Plaza España (Madrid), 2016

_ Para ella, nuestra historia siempre fue principio y fin, una especie de diario cuyas páginas se tragaban las palabras que ella misma escribía. Para ella, el amor era el único vínculo existente entre personas, entre personas y naturaleza, entre personas y animales… Para ella, el amor lo era todo. Cuando lloraba, inmediatamente sonreía, y en la comisura de sus labios se mezclaban un dulce sabor a sal con la humedad de su boca. Te juro, Diego, que jamás he probado sabor tan auténtico.

Diego escuchaba atentamente mientras paseaban por la Plaza de España, uno de los centros neurálgicos de Madrid. Al pasar por allí, Diego recordó una historia que solía contarle un amigo suyo. “Plaza España era la única que veía cómo cada miércoles, un chico salía corriendo de clase para coger el metro y esperar a quien fue, y todavía era, uno de los pilares fundamentales en su vida.

La sombra del Edificio España ocultaba todos los miércoles bajo su tenue oscuridad una tormenta llena de emociones.
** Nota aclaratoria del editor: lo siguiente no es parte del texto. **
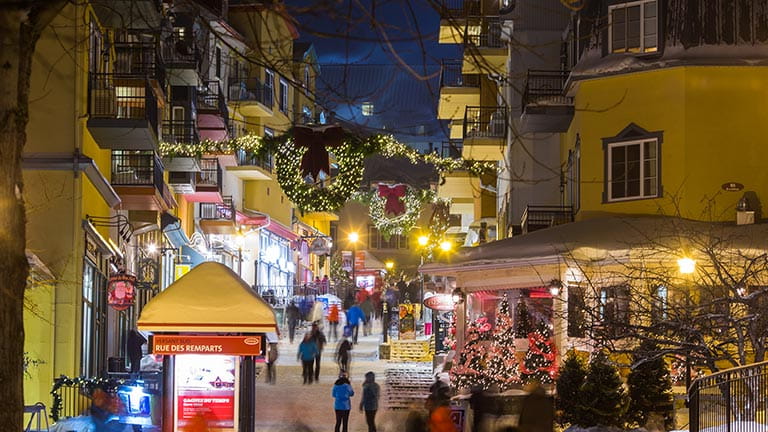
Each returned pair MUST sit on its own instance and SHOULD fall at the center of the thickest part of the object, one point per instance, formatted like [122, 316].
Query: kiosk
[210, 327]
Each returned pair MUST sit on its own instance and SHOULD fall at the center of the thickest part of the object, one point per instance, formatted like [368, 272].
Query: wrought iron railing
[210, 173]
[135, 168]
[485, 122]
[539, 217]
[218, 211]
[112, 96]
[544, 87]
[181, 131]
[733, 400]
[451, 76]
[251, 90]
[484, 32]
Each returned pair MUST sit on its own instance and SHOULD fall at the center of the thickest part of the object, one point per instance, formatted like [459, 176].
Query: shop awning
[211, 298]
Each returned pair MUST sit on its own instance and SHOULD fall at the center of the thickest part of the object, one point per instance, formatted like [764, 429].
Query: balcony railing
[485, 122]
[251, 90]
[540, 217]
[731, 400]
[484, 32]
[544, 87]
[210, 173]
[181, 132]
[245, 158]
[451, 76]
[118, 98]
[451, 149]
[459, 8]
[218, 211]
[137, 168]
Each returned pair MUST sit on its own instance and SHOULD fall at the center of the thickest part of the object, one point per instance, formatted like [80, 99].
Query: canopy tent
[210, 298]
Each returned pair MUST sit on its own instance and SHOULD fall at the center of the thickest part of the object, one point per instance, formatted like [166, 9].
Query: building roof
[211, 298]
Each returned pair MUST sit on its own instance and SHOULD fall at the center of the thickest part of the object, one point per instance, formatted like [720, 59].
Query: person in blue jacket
[341, 392]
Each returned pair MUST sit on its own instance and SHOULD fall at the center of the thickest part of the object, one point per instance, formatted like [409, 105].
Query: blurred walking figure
[370, 401]
[307, 352]
[333, 322]
[343, 355]
[320, 340]
[292, 315]
[342, 392]
[271, 360]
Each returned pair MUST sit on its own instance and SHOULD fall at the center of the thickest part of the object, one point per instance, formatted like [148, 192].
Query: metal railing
[733, 400]
[251, 90]
[451, 76]
[540, 217]
[181, 131]
[485, 122]
[483, 32]
[112, 96]
[459, 8]
[218, 211]
[543, 87]
[210, 173]
[137, 168]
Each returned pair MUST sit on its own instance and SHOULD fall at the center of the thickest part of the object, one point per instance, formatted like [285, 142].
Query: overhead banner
[225, 345]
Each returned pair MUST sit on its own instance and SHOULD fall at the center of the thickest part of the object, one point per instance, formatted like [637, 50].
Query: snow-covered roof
[211, 298]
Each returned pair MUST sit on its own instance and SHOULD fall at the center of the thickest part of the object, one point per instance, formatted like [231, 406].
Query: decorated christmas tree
[540, 360]
[502, 363]
[522, 320]
[468, 371]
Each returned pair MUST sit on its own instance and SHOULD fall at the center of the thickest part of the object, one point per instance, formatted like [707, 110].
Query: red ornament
[393, 195]
[317, 140]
A su lado, la estatua de Don Quijote y Sancho observaba con detenimiento las primeras sonrisas dibujadas tras un efusivo saludo. Plaza España observaba la sonrisa traviesa de la chica a la vez que vigilaba el corazón del joven enamorado”. Mientras tanto, Andrea seguía hablando.

_ Diego, el amor… Esa droga tan adictiva, tan fácil de caer en ella y tan difícil de abandonar… El amor. ¿Tú has estado enamorado?_ Diego emitió un leve sollozo y respondió.

_ Sí. Y todavía lo estoy, aunque ella ya no esté aquí.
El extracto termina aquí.